Police are lauding low national crime figures for last year, despite the resolution time for solving crimes remaining static with under half of crimes solved and Cantabrians seeing an increase in criminal activity.
Crime statistics for last year, released today, show falls in burglary, serious assaults, robbery and vehicle theft.
But there was a nearly 40 per cent rise in drug dealing offences and an increase in sexual assaults.
There were 376,013 recorded offences in 2012, compared with 406,056 the previous year - representing a decrease of 7.4 per cent or 30,043 offences on the 2011 calendar year.
The overall national resolution rate remained the same in 2012, at 47 per cent.
Acting Commissioner Viv Rickard said it was the lowest crime figure in 24 years.

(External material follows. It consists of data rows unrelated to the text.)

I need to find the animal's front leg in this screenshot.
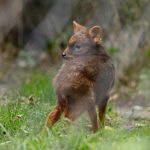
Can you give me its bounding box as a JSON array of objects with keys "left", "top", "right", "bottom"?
[
  {"left": 98, "top": 96, "right": 109, "bottom": 128},
  {"left": 88, "top": 106, "right": 98, "bottom": 132},
  {"left": 45, "top": 105, "right": 63, "bottom": 128}
]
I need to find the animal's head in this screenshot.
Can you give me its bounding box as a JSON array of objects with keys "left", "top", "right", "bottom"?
[{"left": 62, "top": 21, "right": 102, "bottom": 59}]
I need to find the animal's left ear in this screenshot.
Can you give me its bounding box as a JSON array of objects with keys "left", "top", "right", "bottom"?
[{"left": 89, "top": 26, "right": 102, "bottom": 44}]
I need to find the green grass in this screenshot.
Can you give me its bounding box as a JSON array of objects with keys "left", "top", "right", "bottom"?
[{"left": 0, "top": 73, "right": 150, "bottom": 150}]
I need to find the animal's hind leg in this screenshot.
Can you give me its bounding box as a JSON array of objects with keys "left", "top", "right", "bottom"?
[
  {"left": 45, "top": 104, "right": 63, "bottom": 128},
  {"left": 98, "top": 96, "right": 109, "bottom": 128},
  {"left": 88, "top": 106, "right": 98, "bottom": 132}
]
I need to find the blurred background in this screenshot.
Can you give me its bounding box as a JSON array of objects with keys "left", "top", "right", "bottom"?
[{"left": 0, "top": 0, "right": 150, "bottom": 118}]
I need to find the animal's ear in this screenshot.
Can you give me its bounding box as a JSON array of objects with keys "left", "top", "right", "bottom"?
[
  {"left": 73, "top": 21, "right": 86, "bottom": 33},
  {"left": 89, "top": 26, "right": 102, "bottom": 44}
]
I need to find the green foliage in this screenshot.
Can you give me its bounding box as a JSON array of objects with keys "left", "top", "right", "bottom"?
[
  {"left": 0, "top": 73, "right": 150, "bottom": 150},
  {"left": 107, "top": 47, "right": 120, "bottom": 55},
  {"left": 17, "top": 72, "right": 55, "bottom": 102},
  {"left": 119, "top": 0, "right": 144, "bottom": 25},
  {"left": 146, "top": 48, "right": 150, "bottom": 59}
]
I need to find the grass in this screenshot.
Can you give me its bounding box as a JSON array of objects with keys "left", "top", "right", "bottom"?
[{"left": 0, "top": 73, "right": 150, "bottom": 150}]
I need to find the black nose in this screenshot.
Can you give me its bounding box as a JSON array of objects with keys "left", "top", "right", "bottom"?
[{"left": 62, "top": 52, "right": 66, "bottom": 57}]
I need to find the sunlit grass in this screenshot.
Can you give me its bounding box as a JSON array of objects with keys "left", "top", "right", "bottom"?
[{"left": 0, "top": 74, "right": 150, "bottom": 150}]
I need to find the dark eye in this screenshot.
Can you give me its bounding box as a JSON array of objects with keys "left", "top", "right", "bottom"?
[{"left": 74, "top": 44, "right": 80, "bottom": 49}]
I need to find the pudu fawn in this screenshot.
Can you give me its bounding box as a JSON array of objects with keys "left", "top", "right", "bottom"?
[{"left": 46, "top": 21, "right": 115, "bottom": 132}]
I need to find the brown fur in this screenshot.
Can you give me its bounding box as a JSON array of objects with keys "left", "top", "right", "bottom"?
[{"left": 46, "top": 22, "right": 115, "bottom": 131}]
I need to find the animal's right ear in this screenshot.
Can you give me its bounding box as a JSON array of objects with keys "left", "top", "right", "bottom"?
[
  {"left": 73, "top": 21, "right": 86, "bottom": 33},
  {"left": 89, "top": 26, "right": 102, "bottom": 44}
]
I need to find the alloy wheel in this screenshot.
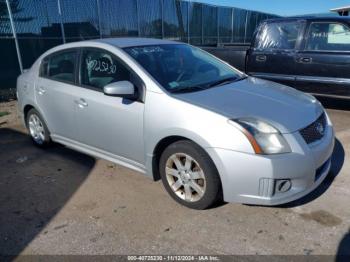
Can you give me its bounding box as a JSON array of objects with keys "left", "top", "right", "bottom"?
[{"left": 165, "top": 153, "right": 206, "bottom": 202}]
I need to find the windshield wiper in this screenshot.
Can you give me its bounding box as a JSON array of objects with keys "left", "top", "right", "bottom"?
[
  {"left": 208, "top": 76, "right": 247, "bottom": 87},
  {"left": 171, "top": 86, "right": 205, "bottom": 93}
]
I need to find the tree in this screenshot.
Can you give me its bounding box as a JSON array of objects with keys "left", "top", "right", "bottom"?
[{"left": 0, "top": 0, "right": 34, "bottom": 34}]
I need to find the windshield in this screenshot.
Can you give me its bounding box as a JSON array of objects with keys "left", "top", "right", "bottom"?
[{"left": 124, "top": 44, "right": 243, "bottom": 93}]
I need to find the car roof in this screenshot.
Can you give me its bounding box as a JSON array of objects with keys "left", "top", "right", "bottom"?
[
  {"left": 267, "top": 16, "right": 350, "bottom": 22},
  {"left": 89, "top": 37, "right": 180, "bottom": 48}
]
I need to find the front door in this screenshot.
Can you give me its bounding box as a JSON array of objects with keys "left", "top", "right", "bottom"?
[
  {"left": 75, "top": 48, "right": 145, "bottom": 165},
  {"left": 35, "top": 49, "right": 81, "bottom": 139}
]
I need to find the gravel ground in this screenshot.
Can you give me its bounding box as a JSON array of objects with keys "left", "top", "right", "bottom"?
[{"left": 0, "top": 97, "right": 350, "bottom": 255}]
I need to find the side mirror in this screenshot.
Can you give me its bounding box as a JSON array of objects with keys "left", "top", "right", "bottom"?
[{"left": 103, "top": 81, "right": 135, "bottom": 99}]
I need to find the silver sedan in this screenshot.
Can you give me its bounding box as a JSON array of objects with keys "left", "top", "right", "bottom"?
[{"left": 17, "top": 38, "right": 334, "bottom": 209}]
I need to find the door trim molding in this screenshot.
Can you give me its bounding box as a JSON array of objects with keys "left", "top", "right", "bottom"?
[{"left": 51, "top": 134, "right": 146, "bottom": 174}]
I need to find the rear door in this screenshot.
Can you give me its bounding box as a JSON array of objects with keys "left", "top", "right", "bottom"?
[
  {"left": 247, "top": 20, "right": 305, "bottom": 86},
  {"left": 35, "top": 49, "right": 80, "bottom": 139},
  {"left": 296, "top": 21, "right": 350, "bottom": 97}
]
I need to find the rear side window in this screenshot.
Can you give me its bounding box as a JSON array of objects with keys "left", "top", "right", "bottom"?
[
  {"left": 306, "top": 22, "right": 350, "bottom": 51},
  {"left": 40, "top": 51, "right": 77, "bottom": 83},
  {"left": 255, "top": 21, "right": 301, "bottom": 50}
]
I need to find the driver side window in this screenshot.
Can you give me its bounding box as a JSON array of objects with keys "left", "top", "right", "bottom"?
[{"left": 81, "top": 49, "right": 133, "bottom": 91}]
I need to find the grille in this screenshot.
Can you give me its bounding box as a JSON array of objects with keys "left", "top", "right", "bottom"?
[{"left": 300, "top": 113, "right": 327, "bottom": 144}]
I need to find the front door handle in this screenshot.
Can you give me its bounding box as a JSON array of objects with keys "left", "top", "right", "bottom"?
[
  {"left": 255, "top": 55, "right": 267, "bottom": 62},
  {"left": 74, "top": 98, "right": 88, "bottom": 108},
  {"left": 298, "top": 57, "right": 312, "bottom": 64},
  {"left": 37, "top": 86, "right": 46, "bottom": 95}
]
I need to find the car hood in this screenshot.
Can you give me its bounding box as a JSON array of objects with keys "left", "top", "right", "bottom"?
[{"left": 174, "top": 77, "right": 323, "bottom": 133}]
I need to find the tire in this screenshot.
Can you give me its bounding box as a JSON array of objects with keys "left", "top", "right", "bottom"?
[
  {"left": 26, "top": 108, "right": 52, "bottom": 148},
  {"left": 159, "top": 140, "right": 222, "bottom": 210}
]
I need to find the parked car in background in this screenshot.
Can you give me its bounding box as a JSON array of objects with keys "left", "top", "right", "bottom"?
[
  {"left": 205, "top": 17, "right": 350, "bottom": 98},
  {"left": 17, "top": 38, "right": 334, "bottom": 209}
]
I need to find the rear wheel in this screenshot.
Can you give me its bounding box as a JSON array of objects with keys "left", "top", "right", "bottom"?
[
  {"left": 26, "top": 108, "right": 51, "bottom": 147},
  {"left": 159, "top": 140, "right": 221, "bottom": 209}
]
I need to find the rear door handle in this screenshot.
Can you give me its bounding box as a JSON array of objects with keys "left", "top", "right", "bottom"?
[
  {"left": 298, "top": 57, "right": 312, "bottom": 64},
  {"left": 74, "top": 98, "right": 88, "bottom": 108},
  {"left": 255, "top": 55, "right": 267, "bottom": 62}
]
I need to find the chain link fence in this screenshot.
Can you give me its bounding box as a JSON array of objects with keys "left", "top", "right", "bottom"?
[{"left": 0, "top": 0, "right": 276, "bottom": 100}]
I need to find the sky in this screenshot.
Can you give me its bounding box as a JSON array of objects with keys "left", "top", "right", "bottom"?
[{"left": 196, "top": 0, "right": 350, "bottom": 16}]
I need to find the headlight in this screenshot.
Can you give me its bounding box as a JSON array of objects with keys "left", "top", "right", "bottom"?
[{"left": 229, "top": 118, "right": 291, "bottom": 154}]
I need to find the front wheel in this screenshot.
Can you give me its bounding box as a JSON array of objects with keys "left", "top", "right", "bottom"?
[
  {"left": 159, "top": 140, "right": 221, "bottom": 209},
  {"left": 26, "top": 108, "right": 51, "bottom": 147}
]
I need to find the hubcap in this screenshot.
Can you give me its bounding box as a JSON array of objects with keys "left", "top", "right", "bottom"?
[
  {"left": 165, "top": 153, "right": 206, "bottom": 202},
  {"left": 28, "top": 114, "right": 45, "bottom": 144}
]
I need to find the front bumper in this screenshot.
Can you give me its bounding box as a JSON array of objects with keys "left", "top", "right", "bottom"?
[{"left": 207, "top": 117, "right": 334, "bottom": 205}]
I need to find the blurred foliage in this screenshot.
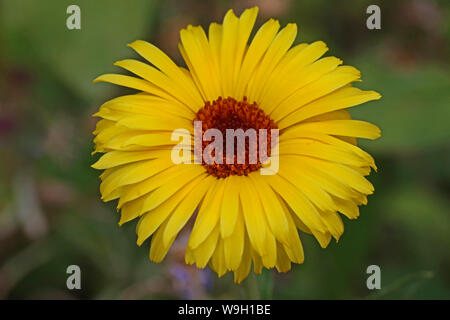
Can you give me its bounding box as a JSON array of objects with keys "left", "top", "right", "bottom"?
[{"left": 0, "top": 0, "right": 450, "bottom": 299}]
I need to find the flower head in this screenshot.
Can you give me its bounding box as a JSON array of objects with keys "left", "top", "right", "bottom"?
[{"left": 93, "top": 7, "right": 380, "bottom": 282}]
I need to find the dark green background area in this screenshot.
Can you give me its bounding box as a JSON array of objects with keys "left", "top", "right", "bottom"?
[{"left": 0, "top": 0, "right": 450, "bottom": 299}]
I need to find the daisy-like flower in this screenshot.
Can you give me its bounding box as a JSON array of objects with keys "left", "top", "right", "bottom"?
[{"left": 93, "top": 7, "right": 380, "bottom": 282}]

While many regions enjoyed a drop in the crime rate last year, Canterbury bucked the trend with a 5.6 per cent increase on 2011.
"Canterbury's statistics need to be seen in the context of the 2011 earthquake,'' Mr Rickard said.

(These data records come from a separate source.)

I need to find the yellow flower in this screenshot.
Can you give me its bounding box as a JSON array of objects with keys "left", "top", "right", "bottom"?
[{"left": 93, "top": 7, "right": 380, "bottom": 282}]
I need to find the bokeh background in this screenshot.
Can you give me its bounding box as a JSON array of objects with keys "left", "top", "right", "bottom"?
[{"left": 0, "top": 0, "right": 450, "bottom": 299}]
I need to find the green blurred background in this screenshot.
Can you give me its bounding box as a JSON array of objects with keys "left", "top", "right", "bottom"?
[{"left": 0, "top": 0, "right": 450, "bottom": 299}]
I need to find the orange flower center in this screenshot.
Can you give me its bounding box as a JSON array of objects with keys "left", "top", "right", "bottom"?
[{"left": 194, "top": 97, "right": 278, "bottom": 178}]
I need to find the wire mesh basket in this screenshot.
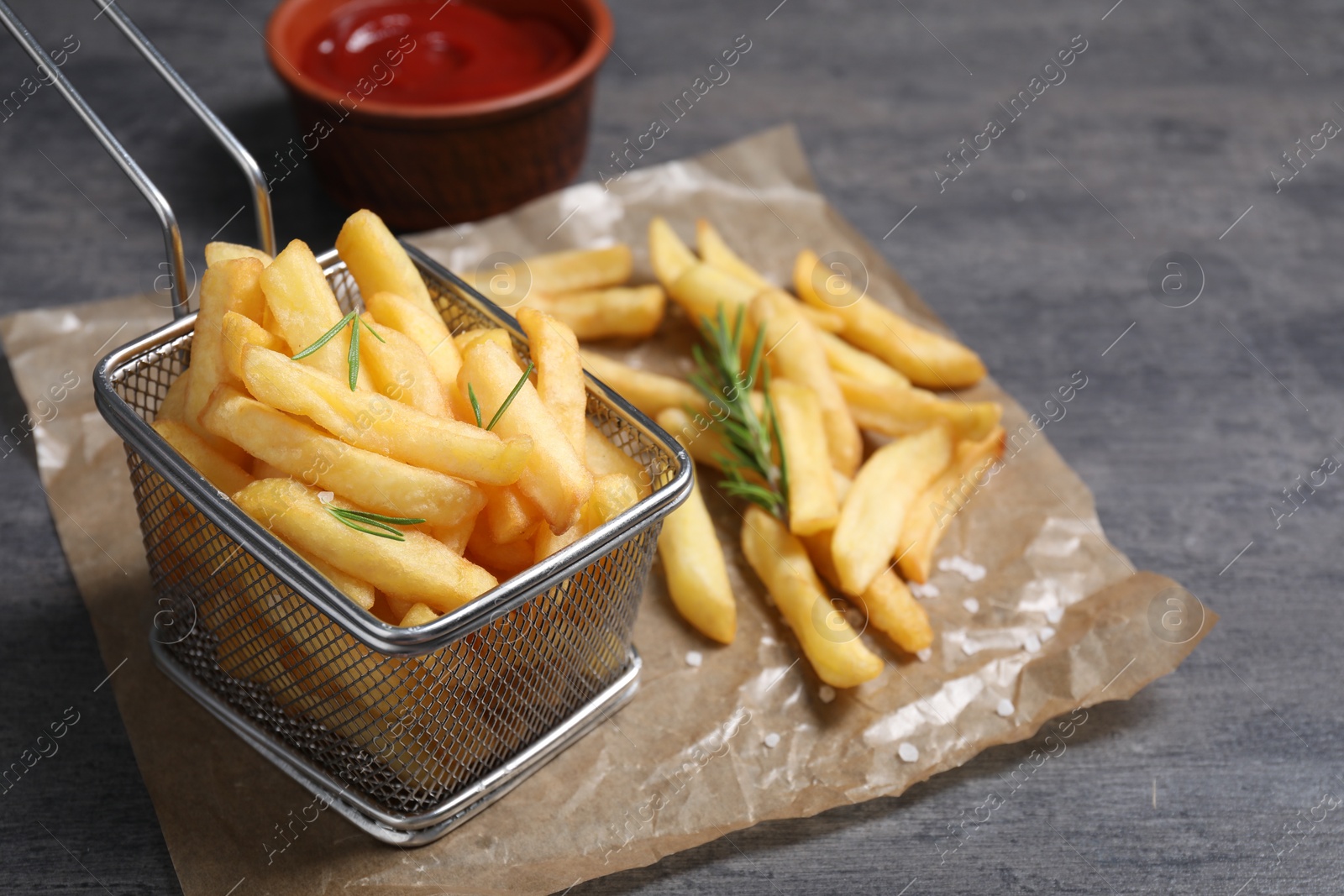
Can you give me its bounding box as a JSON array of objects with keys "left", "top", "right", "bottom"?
[{"left": 94, "top": 246, "right": 692, "bottom": 845}]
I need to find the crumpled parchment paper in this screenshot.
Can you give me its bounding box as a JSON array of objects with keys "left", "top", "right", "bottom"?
[{"left": 0, "top": 128, "right": 1215, "bottom": 896}]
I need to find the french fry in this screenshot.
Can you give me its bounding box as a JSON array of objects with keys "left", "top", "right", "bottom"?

"After the earthquake there was a sudden large decrease in recorded crime, in particular theft and property damage. Offences at the less serious end of the spectrum reduced the most, reflecting the major changes to the city's infrastructure.

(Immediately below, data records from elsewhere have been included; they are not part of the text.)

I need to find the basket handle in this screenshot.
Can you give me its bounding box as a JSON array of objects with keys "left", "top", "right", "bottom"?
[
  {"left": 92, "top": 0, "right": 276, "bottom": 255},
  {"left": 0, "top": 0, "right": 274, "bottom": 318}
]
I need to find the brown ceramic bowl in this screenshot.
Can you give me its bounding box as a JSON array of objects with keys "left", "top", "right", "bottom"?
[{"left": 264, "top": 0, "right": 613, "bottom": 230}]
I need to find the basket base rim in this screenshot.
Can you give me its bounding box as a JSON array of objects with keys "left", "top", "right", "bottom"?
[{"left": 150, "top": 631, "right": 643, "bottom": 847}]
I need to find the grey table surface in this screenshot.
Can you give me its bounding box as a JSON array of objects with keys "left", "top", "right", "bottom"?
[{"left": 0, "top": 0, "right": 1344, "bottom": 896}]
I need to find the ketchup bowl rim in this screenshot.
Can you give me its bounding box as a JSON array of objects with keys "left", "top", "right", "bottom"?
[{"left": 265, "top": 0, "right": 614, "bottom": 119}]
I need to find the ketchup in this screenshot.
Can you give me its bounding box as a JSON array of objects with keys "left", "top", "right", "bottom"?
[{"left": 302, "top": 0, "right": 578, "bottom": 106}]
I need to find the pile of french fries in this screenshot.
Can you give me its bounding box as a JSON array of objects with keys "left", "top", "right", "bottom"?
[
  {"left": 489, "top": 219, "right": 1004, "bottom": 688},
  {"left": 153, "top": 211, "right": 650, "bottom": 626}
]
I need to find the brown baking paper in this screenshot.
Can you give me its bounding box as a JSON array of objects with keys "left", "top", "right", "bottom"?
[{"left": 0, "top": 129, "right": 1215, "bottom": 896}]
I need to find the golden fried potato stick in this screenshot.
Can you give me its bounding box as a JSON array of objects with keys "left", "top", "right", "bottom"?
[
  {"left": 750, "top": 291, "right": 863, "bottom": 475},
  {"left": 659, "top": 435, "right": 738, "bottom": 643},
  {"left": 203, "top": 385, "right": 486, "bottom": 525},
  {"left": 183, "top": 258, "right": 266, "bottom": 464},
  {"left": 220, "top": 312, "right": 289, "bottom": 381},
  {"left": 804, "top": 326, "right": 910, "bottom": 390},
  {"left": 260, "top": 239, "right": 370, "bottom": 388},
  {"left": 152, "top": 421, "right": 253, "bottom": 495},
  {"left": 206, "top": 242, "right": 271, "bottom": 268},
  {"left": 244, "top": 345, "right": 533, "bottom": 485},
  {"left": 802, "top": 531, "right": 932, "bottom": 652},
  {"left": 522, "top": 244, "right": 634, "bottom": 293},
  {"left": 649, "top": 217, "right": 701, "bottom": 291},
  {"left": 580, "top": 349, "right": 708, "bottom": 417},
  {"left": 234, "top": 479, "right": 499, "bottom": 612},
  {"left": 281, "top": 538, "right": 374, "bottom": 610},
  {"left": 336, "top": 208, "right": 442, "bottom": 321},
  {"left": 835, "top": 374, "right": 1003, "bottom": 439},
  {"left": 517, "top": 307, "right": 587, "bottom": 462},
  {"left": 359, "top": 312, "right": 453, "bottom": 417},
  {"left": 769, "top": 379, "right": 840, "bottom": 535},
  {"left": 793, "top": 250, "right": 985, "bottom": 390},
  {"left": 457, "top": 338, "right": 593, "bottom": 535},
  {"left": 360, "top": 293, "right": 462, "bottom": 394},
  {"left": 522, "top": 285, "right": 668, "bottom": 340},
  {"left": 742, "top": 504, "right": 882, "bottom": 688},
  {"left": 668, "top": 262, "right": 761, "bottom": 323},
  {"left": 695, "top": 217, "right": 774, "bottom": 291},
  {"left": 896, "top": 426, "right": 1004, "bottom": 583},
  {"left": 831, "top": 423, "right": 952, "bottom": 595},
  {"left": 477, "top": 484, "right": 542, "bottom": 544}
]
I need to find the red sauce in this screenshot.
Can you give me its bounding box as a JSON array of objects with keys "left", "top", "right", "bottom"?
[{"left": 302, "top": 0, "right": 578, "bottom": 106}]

"Since February 2011, there has been a gradual rise in recorded offences in Canterbury but overall offence volumes are still below what they were before the quakes.''
The number of murders rose by three with 42 last year, up on 2011 where there were 39 murders.
Of the murders recorded last year, 19 were family violence related.
But last year saw a decline in the number of recorded assaults, both in public places and private homes.
Sexual offending increased by 1.3 per cent, but the crime was known to be significantly under-reported, so it was difficult to know to what extent the increase was a result of increased reporting rather than increased offending, police said.
Mr Rickard said police now had the ability to issue PSOs - Police Safety Orders.
Last year police issued 10,064 PSOs - up more than 40 per cent on the 7133 PSOs issued in 2011.
"Most people are respecting these orders. The reduction in dwelling assaults is an encouraging sign that PSOs may be helping.''
Police Minister Anne Tolley said the operational changes made by police were having a huge impact.
"These statistics show that our police are getting it right, and I want to congratulate the commissioner and all Police staff for their efforts in preventing crime and making communities safer'' Mrs Tolley said.
The Government had delivered 600 additional frontline officers, and police foot patrols were up 70 per cent last year, she said.
However, Labour Party police spokesman Kris Faafoi said the crime figures were achieved despite having to work within strict financial constraints.
"They've done good work to do more with less,'' he said.
"We've highlighted station closures, non-sworn staff being laid off and training budgets being cut and I think that is going to start causing some issues to long term success in bringing crime rates down.''
The 2012 recorded crime figures show:
* Illicit drug offences rose 0.3 per cent nationally with a marked increase in drug dealing offences (+39.8 per cent) and drops in drug use and possession.
* Sexual assault and related offences rose by 1.3 per cent (46 offences).
* Acts intended to cause injury, which are mainly assault-related offences,
dropped by 3.4 per cent (down by 1427 offences).
* Abduction, harassment and other related offences - dominated by threatening behaviour - dropped by 3.6 per cent (471 offences).
* Robbery, extortion and related offences were down by 10.1 per cent.
* Unlawful entry with intent / burglary / break and enter offences reduced by 11.1 per cent.
* Theft and related offences dropped by 11.8 per cent (15,966 offences). Nationally, there were 2917 fewer stolen vehicles than the previous year (-14.1%).
* Property damage and environmental pollution offences fell by 5.9 per cent.
* Public order offences decreased by 1 per cent.